Finally, winter has arrived. A month or two late, with no polar vortex like in the US, but with heavy snow and lots of ice. By the time you read this, it may well have already vanished, but if you haven’t stopped cycling – following my advice from a month ago – you now know everything you need about winter cycling. A few days with icy roads, slippery ruts and heavy snow is more than enough to learn. However, if you stashed your bike in the cellar, and still want to try it (and winter still is with us), don’t be afraid.
In the early 1990s, when I first discovered cycling, there were so few of us in Krakow that, in winter, I could tell who was out and about just from the tyre tracks in the snow. One winter day, cycling with friends, we discovered unknown tracks – a fellow cyclist we did not know! We followed the traces and found a new friend. Strangely enough, he was a subtropical expat – a Latin American student at the Jagiellonian University.
Today, it is common to see twenty or more bike tracks in the morning snow, and there’s no way to tell who created them. They are just winter cyclists, a new normality blending with the townscape of the 21st century. So, you may be curious about how to cope with the ice and snow on your bike.
The key is to take care of your front wheel: if it slips, there’s little you can do to recover. Don’t use your front brake, use the back brake softly and corner slowly. Flat, plain ice is not that dangerous, but anything icy and convex or concave can sling your wheel sideways. Beware of manholes – they tend to collect a build-up of ice. And beware of ice under snow. Dismounting is no shame – sometimes it’s just wise to get off (but remember that walking on ice can be more problematic than cycling).

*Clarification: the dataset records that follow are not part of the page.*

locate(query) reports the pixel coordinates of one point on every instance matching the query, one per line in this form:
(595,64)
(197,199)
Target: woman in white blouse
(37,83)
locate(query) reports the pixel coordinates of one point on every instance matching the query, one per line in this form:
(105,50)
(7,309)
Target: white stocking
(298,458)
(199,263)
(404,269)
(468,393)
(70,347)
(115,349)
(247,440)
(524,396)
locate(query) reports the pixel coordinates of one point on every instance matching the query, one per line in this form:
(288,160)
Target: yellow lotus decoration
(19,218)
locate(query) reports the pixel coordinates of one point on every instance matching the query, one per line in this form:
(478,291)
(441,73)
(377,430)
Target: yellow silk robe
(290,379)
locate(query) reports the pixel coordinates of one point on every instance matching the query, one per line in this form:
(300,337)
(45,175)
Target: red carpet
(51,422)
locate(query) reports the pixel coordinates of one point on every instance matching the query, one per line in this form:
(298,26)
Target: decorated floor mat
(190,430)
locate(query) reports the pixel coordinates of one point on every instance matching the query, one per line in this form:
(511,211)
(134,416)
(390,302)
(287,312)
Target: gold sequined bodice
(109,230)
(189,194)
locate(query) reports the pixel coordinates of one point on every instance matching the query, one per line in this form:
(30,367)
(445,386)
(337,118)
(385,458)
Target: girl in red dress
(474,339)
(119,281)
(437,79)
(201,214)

I use low gears in the winter. Power pedalling may cause the bike to slip sideways because the force is applied to the pedals asymmetrically. Some riders ratchet down their saddles to lower the bike’s centre of gravity.

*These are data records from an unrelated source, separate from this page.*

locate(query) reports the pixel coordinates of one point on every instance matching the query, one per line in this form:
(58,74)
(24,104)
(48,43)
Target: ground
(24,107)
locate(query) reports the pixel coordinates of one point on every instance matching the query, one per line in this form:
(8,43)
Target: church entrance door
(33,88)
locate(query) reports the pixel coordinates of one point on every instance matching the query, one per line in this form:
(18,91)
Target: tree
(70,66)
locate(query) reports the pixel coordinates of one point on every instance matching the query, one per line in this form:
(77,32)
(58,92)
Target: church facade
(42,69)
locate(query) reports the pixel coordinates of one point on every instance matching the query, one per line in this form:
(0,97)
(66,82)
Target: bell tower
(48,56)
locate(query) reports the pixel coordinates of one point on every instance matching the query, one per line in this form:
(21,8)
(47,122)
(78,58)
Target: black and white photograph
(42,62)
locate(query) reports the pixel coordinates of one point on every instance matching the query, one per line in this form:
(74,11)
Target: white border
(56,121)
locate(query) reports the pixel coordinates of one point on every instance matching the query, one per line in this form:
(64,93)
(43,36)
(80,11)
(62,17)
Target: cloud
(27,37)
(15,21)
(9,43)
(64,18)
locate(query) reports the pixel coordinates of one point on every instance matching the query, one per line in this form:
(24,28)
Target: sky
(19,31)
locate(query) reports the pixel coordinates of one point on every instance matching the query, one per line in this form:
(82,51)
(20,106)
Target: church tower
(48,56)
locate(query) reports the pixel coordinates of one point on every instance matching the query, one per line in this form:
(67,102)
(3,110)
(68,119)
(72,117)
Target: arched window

Many bike tires tend to be slippery in winter, so it may be wise to change at least the front one. A regular knobbly mud tire should work. I have also used spiked winter tires with success. They do add traction on ice, but don’t expect miracles. While many spiked tires are designed to run on dry surfaces too, certain types have enormous rolling resistance. Changing the whole wheel is much quicker and easier than changing a tire, so building a dedicated winter wheelset and switching according to the weather may be the best option.

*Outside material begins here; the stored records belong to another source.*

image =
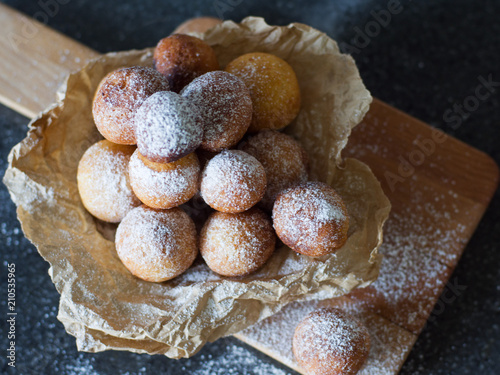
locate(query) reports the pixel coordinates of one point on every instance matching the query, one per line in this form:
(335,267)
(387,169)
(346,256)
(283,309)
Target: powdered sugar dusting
(283,158)
(103,181)
(226,107)
(156,244)
(300,215)
(118,97)
(168,127)
(233,181)
(329,341)
(163,189)
(237,244)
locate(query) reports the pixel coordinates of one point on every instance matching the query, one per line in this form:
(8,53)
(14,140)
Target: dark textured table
(425,58)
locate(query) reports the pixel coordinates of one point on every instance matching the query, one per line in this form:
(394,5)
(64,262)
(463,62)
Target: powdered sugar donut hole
(118,97)
(103,181)
(156,245)
(328,341)
(311,219)
(233,181)
(237,244)
(168,127)
(283,158)
(164,185)
(225,105)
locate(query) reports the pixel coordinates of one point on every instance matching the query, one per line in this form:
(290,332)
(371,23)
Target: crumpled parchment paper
(102,304)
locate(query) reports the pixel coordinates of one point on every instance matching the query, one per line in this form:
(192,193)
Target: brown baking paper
(102,304)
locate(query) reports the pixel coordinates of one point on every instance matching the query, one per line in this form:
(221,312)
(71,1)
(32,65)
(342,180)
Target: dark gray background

If you keep your bike indoors, expect problems. Wheels and frames collect snow from the streets (if you use a trailer, a rare but practical add-on to the bike, you may unexpectedly bring a trailer-full of snow home). When it thaws, it usually turns out to be far from pure water, potentially flooding the floor with oils and other nasties from the street. You may need a mop and a bit of hard work after arriving home, or face confrontation with your partner, roommate or neighbors who are less enthusiastic about winter cycling.